Arm Architecture Reference Manual K.a is assumed.

The Piece of Code that I Couldn’t Understand

I saw this during my code-reading:

static int kvm_arch_vcpu_ioctl_vcpu_init(struct kvm_vcpu *vcpu,
					 struct kvm_vcpu_init *init)
{

[...]
	/*
	 * Ensure a rebooted VM will fault in RAM pages and detect if the
	 * guest MMU is turned off and flush the caches as needed.
	 *
	 * S2FWB enforces all memory accesses to RAM being cacheable,
	 * ensuring that the data side is always coherent. We still
	 * need to invalidate the I-cache though, as FWB does *not*
	 * imply CTR_EL0.DIC.
	 */
    // reinit this vCPU
	if (vcpu_has_run_once(vcpu)) {
        // if no FEAT_FWB
		if (!cpus_have_final_cap(ARM64_HAS_STAGE2_FWB))
            // unmap all stage 2 mappings
			stage2_unmap_vm(vcpu->kvm);
		else
			icache_inval_all_pou();
	}

[...]

}

I’ll assume there’s not FEAT_FWB in this article.

Now I don’t really understand why reinitializing a vCPU requires KVM to unmap all stage2 mappings. Let’s check the comment first.

Ensure a rebooted VM will fault in RAM pages

This is just describing what the code is doing, not the reason, so not helpful.

and detect if the guest MMU is turned off and flush the caches as needed.
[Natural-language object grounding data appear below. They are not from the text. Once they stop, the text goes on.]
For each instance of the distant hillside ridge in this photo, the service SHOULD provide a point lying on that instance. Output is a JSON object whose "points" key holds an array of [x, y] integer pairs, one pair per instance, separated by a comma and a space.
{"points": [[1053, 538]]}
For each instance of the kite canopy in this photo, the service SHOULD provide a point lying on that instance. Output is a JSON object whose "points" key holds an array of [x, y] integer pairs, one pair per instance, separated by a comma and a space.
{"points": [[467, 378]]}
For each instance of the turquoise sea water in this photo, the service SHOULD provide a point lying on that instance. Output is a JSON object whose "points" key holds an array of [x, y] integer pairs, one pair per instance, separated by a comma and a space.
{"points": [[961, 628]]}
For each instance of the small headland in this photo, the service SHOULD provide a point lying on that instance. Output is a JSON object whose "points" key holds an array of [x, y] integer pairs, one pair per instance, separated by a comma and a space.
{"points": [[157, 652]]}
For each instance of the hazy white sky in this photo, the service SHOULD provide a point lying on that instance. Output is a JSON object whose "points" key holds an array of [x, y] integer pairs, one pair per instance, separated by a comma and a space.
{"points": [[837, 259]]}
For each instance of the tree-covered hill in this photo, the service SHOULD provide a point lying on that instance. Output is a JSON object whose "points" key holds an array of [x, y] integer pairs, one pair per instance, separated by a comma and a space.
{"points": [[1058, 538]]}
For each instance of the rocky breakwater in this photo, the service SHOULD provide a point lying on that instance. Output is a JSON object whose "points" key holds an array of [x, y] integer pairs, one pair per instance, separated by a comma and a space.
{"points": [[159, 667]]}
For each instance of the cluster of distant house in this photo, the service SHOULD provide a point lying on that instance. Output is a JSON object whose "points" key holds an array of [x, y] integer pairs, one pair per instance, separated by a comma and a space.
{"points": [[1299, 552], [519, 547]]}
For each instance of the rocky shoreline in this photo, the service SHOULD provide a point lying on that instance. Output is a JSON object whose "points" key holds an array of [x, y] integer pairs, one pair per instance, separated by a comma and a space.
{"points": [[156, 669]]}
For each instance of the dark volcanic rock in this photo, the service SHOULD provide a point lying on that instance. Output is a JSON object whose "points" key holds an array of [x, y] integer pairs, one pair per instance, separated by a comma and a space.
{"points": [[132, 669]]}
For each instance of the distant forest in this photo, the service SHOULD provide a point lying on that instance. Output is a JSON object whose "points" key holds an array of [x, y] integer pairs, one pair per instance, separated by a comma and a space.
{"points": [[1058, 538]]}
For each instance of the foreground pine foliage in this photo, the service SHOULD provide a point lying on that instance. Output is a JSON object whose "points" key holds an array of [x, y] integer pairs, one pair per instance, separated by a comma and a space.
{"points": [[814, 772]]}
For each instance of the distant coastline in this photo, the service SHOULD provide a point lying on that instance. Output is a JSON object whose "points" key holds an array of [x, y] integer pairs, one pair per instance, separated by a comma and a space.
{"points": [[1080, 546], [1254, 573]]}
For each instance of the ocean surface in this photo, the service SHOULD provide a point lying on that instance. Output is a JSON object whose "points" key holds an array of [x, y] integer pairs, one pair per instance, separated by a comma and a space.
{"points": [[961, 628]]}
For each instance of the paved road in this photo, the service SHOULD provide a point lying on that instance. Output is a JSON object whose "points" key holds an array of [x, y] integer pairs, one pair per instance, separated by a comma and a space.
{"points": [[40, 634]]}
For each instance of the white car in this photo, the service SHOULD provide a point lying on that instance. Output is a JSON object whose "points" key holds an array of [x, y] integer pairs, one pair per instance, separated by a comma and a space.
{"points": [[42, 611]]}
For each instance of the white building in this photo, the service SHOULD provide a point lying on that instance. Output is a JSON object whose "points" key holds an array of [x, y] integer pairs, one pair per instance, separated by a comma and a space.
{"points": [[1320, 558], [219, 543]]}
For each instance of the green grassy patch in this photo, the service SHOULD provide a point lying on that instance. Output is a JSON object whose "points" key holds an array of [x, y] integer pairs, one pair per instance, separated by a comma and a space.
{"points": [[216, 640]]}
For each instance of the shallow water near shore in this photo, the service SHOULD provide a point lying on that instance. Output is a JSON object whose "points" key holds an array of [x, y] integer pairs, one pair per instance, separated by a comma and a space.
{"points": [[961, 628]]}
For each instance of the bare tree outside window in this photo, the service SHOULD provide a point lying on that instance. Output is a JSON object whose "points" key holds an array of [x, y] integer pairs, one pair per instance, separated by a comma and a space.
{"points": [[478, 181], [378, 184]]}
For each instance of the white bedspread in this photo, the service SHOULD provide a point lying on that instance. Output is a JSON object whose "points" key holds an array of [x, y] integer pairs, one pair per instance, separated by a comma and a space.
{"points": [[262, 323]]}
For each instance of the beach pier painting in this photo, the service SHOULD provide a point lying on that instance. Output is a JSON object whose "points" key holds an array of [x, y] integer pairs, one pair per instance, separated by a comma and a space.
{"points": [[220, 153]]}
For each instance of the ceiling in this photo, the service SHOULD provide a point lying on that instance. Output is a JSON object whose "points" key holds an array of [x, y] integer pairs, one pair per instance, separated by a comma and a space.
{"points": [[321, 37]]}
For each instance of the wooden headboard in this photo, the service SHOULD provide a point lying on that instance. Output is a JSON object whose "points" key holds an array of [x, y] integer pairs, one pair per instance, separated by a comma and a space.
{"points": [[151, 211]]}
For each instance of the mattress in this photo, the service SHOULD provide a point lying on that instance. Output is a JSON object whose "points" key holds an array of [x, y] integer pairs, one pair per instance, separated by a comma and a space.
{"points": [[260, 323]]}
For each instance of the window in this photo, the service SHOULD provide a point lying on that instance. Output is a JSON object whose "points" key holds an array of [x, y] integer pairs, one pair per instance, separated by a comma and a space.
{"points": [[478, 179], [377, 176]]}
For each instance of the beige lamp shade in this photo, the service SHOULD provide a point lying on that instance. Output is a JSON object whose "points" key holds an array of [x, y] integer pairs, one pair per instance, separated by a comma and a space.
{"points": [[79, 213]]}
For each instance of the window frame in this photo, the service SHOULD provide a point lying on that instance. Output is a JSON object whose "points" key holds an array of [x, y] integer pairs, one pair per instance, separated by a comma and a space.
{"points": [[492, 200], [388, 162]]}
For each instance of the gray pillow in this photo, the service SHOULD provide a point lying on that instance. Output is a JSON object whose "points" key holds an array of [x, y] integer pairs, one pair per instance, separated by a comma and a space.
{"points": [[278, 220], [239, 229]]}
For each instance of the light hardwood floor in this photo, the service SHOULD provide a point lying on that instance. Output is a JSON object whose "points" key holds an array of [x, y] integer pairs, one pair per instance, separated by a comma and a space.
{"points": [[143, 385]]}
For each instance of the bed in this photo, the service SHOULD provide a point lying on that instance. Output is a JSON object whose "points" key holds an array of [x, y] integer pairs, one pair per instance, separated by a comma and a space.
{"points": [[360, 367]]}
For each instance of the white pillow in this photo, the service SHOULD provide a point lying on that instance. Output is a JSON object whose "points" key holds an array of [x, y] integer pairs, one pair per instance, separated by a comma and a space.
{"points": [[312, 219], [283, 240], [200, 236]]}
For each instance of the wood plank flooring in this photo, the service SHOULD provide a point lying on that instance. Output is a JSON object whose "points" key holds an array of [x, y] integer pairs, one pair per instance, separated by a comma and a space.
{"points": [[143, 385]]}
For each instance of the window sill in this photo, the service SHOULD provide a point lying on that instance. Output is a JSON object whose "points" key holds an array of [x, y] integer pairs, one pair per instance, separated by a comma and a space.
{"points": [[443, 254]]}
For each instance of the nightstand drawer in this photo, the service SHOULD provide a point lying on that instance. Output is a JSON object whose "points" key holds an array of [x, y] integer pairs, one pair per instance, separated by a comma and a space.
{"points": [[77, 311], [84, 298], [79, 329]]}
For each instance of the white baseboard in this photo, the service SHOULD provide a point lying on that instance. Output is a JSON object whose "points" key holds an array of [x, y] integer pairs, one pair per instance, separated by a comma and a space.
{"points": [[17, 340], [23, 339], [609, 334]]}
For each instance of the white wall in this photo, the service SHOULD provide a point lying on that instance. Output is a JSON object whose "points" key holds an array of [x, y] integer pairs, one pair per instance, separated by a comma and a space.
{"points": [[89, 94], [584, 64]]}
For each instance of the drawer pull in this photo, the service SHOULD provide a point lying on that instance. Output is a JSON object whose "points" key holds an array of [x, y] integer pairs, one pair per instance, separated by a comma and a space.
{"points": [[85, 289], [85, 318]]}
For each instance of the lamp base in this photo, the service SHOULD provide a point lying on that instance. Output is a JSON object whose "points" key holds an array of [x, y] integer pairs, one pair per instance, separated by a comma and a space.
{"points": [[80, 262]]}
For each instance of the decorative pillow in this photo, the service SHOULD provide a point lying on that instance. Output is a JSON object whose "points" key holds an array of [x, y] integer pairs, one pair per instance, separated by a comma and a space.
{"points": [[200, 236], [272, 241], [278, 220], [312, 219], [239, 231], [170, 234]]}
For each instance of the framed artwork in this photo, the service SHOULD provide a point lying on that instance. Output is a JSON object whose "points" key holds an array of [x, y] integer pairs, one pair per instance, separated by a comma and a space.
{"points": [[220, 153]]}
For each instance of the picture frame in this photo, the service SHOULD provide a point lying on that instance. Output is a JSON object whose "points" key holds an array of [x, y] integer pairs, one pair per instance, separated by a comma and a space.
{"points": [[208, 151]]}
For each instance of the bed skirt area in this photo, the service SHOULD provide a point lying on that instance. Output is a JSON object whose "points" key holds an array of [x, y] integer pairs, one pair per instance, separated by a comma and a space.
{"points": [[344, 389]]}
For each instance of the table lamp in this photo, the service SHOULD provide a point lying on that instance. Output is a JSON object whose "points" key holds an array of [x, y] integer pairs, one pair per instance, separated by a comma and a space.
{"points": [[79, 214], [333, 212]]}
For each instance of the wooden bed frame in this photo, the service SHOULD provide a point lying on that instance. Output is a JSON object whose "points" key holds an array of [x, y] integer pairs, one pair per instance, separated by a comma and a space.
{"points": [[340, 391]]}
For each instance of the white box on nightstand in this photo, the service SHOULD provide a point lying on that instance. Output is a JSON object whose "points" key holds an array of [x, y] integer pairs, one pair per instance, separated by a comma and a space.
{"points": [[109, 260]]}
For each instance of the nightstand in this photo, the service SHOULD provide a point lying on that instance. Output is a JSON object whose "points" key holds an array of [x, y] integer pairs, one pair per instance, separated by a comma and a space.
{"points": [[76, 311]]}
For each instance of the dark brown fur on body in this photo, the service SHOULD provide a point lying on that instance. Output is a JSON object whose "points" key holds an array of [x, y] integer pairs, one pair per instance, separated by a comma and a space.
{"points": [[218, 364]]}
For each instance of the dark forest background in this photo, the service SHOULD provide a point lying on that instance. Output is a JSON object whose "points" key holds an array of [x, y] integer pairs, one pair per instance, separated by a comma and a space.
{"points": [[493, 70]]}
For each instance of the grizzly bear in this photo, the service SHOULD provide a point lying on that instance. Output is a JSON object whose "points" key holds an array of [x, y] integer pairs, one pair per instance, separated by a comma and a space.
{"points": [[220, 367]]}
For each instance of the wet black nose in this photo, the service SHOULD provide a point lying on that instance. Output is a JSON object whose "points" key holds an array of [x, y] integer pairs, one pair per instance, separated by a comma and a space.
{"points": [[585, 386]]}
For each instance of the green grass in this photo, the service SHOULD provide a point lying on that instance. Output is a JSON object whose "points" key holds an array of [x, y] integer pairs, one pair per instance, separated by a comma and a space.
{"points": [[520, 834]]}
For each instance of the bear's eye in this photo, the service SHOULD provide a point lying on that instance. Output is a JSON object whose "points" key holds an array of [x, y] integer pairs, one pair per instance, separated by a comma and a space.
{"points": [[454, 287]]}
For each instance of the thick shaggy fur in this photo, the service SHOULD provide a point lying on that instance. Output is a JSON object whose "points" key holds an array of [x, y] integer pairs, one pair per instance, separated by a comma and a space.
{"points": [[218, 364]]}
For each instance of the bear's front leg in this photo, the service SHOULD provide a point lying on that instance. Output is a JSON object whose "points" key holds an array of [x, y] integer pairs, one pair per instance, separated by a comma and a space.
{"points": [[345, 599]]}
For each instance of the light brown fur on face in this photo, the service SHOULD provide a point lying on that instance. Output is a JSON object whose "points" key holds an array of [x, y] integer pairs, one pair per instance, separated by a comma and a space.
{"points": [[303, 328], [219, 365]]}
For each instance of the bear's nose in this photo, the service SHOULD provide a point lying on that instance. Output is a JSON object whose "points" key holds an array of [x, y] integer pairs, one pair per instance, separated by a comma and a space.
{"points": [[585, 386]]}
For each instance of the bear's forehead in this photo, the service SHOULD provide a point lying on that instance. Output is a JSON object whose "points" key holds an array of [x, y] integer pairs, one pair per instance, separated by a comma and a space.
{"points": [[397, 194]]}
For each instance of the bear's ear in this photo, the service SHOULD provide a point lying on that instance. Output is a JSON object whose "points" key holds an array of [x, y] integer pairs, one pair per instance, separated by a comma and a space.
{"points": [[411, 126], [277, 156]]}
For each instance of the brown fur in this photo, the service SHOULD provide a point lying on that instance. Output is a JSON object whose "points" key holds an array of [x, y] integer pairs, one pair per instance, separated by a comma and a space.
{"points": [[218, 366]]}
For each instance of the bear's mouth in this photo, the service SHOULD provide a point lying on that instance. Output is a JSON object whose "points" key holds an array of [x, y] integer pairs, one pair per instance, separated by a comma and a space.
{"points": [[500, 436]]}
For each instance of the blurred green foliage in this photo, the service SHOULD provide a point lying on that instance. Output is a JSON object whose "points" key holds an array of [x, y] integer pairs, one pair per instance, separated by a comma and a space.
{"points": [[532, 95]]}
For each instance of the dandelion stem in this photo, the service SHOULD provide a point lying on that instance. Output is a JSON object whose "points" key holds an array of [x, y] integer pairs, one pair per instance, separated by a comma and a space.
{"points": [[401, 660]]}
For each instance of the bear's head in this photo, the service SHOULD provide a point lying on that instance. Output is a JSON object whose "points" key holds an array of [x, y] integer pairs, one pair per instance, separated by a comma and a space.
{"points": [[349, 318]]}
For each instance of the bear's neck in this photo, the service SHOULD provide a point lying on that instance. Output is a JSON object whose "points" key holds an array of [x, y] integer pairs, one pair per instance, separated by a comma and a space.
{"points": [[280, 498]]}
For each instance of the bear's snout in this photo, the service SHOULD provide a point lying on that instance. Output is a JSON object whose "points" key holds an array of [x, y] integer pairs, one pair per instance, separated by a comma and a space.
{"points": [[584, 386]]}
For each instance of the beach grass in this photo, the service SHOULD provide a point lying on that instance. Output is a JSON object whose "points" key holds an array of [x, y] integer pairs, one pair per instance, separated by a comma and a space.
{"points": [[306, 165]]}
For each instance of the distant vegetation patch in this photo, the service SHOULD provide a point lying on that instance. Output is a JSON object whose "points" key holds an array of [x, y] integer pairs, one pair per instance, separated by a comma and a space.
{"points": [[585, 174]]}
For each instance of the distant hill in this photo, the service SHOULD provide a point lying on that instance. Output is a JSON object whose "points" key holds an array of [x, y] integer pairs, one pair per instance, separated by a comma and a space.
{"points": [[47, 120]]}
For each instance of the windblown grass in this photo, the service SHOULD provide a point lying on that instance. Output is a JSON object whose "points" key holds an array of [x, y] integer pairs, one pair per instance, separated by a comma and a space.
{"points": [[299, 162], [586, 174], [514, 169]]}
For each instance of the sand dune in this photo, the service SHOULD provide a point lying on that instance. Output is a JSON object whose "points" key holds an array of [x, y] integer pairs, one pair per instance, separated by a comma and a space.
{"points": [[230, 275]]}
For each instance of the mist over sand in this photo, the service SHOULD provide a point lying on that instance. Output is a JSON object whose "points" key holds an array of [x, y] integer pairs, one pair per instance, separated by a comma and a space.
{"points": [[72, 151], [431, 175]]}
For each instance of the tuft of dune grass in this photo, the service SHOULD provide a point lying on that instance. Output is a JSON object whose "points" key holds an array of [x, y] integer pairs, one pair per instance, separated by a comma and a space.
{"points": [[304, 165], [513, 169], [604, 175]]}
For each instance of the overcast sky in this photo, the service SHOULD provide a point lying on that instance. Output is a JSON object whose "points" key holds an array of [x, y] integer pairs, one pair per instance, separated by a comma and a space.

Now this piece of code is not “detecting” anything (aside from FWB), let alone detecting if the guest’s MMU is off, so not sure what this is about. Next the comments says flush the caches as needed, sounds like a reasonable thing to do, but when is this needed is not explained.

What does the Mailing List Say?

It’s time to turn to the mailing list after not understanding some code. git blame and checking the commits often leads us to the email thread discussing the code. This piece of code has gone through a few modifications, this thread has more helpful discussions, and Alexandru Elisei explained why the original author Christoffer Dall adds stage2_unmap_vm :

I had a chat with Christoffer about stage2_unmap_vm, and as I understood it, the purpose was to make sure that any changes made by userspace were seen by the guest while the MMU is off. When a stage 2 fault happens, we do clean+inval on the dcache, or inval on the icache if it was an exec fault. This means that whatever the host userspace writes while the guest is shut down and is still in the cache, the guest will be able to read/execute.

This can be relevant if the guest relocates the kernel and overwrites the original image location, and userspace copies the original kernel image back in before restarting the vm.

Analysis

The sequence of events that is described in the mailing list is:

guest runs and accesses memory
some interrupt or exception causes the CPU to switch back to host userspace
userspace pauses the guest, prepares to restart the VM, so it rewrites all guest memory, vCPU registers, etc.
userspace calls KVM API to reinitialize vCPU
guest restarts, and the initial state of the MMU is off

I think of two issues that could happen during this process.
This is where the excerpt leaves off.